A new study found that baby formulas used by millions of parents to nourish their children have little or no high-quality evidence to support health claims, prompting researchers to call for better regulations to protect consumers. 

The February 2023 study published in The BMJ looked at 814 infant formula products marketed in 15 countries, including the U.S. 

Products in the study made an average of two claims each. The most commons claims were:

  • Helps/supports development of brain and/or eyes and/or nervous system
  • Strengthens/supports a healthy immune system
  • Helps/supports growth and development

“We also found that many ingredients were linked to several claims, and some claims were linked to multiple ingredients. It’s essential that the industry provides accurate and reliable information to consumers, rather than using vague or unsupported claims as marketing tools,” Drs. Ka Yan Cheung and Loukia Petrou, the joint first co-authors of the study, told The Guardian media outlet.

Industry Ties Found in Most Studies

When studies and data were provided to support claims, only 56% of the reported findings came from clinical trials. The rest came from opinion pieces, reviews or studies involving animal research, according to the study published in BMJ

Among the clinical trials that were referenced, 90% carried a high risk of bias.
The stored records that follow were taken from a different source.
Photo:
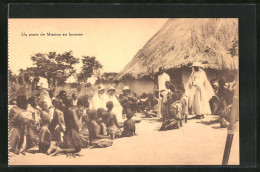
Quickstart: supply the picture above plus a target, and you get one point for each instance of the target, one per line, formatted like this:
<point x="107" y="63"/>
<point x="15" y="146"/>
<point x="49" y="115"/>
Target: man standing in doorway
<point x="162" y="78"/>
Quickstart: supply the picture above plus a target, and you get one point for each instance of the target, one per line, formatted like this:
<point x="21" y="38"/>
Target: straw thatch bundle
<point x="180" y="42"/>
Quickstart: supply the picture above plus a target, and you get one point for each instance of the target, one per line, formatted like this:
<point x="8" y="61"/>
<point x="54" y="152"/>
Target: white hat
<point x="197" y="64"/>
<point x="111" y="88"/>
<point x="126" y="88"/>
<point x="101" y="87"/>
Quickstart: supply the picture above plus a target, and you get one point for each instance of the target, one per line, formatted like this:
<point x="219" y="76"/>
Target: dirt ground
<point x="199" y="142"/>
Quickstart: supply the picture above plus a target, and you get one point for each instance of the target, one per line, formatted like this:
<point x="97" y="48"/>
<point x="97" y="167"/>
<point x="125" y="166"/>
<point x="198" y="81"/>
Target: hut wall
<point x="139" y="86"/>
<point x="211" y="74"/>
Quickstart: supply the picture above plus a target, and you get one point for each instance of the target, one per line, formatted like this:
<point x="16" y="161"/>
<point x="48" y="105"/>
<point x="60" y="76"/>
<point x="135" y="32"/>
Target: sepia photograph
<point x="123" y="91"/>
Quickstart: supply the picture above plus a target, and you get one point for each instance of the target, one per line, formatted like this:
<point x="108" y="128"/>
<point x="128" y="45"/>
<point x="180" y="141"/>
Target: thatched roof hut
<point x="181" y="41"/>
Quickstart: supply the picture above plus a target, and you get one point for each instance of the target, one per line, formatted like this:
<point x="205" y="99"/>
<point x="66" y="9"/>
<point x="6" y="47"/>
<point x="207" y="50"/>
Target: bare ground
<point x="199" y="142"/>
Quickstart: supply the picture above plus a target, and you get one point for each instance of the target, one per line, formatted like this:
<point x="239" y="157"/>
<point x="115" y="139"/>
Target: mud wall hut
<point x="179" y="43"/>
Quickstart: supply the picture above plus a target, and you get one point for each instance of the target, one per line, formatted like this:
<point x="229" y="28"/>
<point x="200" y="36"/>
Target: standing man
<point x="199" y="91"/>
<point x="44" y="89"/>
<point x="128" y="100"/>
<point x="162" y="78"/>
<point x="98" y="100"/>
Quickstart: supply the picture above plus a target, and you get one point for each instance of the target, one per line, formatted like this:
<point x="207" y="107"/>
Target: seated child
<point x="111" y="122"/>
<point x="129" y="125"/>
<point x="96" y="139"/>
<point x="72" y="141"/>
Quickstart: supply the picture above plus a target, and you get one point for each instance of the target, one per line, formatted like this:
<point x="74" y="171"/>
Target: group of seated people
<point x="174" y="107"/>
<point x="66" y="126"/>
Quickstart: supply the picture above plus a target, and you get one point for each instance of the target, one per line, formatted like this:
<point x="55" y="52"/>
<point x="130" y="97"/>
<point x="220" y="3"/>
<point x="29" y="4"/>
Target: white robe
<point x="199" y="91"/>
<point x="117" y="109"/>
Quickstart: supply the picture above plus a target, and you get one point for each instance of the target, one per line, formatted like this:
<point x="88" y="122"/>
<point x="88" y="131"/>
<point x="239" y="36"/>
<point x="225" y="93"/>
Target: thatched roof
<point x="180" y="42"/>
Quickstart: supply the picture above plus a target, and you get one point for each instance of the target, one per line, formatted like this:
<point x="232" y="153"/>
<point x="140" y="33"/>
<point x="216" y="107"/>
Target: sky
<point x="114" y="42"/>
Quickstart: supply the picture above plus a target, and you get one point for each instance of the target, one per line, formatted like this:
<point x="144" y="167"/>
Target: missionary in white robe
<point x="117" y="109"/>
<point x="199" y="91"/>
<point x="98" y="100"/>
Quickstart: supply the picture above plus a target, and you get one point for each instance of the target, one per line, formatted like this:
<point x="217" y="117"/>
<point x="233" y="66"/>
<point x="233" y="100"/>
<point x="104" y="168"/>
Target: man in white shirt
<point x="162" y="78"/>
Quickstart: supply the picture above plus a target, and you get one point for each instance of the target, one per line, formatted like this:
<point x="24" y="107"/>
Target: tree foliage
<point x="90" y="67"/>
<point x="107" y="78"/>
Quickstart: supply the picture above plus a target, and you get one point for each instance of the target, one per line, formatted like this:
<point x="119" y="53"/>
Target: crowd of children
<point x="66" y="126"/>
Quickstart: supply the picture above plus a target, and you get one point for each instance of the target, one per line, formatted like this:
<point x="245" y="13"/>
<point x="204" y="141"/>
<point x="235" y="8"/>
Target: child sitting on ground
<point x="97" y="140"/>
<point x="45" y="144"/>
<point x="129" y="125"/>
<point x="111" y="122"/>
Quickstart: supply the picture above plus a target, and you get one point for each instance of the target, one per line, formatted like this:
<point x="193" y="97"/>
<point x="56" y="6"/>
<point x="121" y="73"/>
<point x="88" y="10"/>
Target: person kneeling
<point x="72" y="140"/>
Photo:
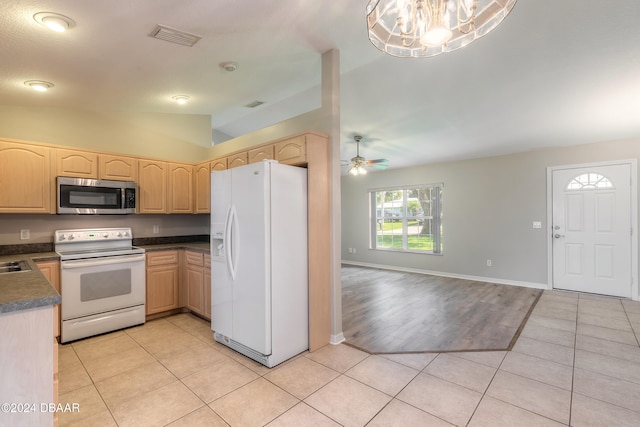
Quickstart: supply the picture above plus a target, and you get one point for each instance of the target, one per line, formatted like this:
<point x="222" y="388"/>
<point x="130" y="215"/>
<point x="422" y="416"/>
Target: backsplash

Most of the authors of these trials had some type of tie to the baby formula industry, according to researchers. 

About 88% of the registered clinical trials had authors who were directly affiliated with the baby formula industry or who had received formula industry funding. 

The study found existing baby formula regulations are “failing to effectively limit the use of claims in marketing of breast milk substitutes.” 

FDA Doesn’t ‘Approve’ Baby Formula Before Marketing 

In the U.S., the U.S. Food and Drug Administration doesn’t approve baby formulas before they go on sale because they are considered foods not pharmaceuticals. However, the agency said, “all formula marketed in the United States must meet federal nutrient requirements, and infant formula manufacturers must notify the FDA prior to marketing a new formula.” 

The rules FDA sets forth for baby formula labeling and health claims are “nonbinding recommendations.” This means companies don’t have to follow the recommendations in order to market their products. This includes health claims about ingredients and their benefits for any health conditions or disease.  

“There is a clear need for greater regulation and oversight to ensure that these claims are supported by sound scientific evidence and to protect the health and well-being of our youngest and most vulnerable populations,” said Drs. Daniel Munblit and Robert Boyle, senior co-authors for the study.

Abbott, the maker of Similac and the largest baby formula producer in the U.S., is still under scrutiny following quality control issues and potential bacteria contamination at its Sturgis, Michigan, plant. The company issued a baby formula recall after several babies got sick and some died from bacterial infections after consuming baby formula manufactured at the Sturgis plant. 

In addition to the company’s recall woes, Abbott and Enfamil maker Mead Johnson are facing baby formula lawsuits from parents who say the formula makers knew its cow’s milk baby formulas put premature infants at risk for developing necrotizing enterocolitis, or NEC. NEC is a serious and potentially deadly intestinal disease.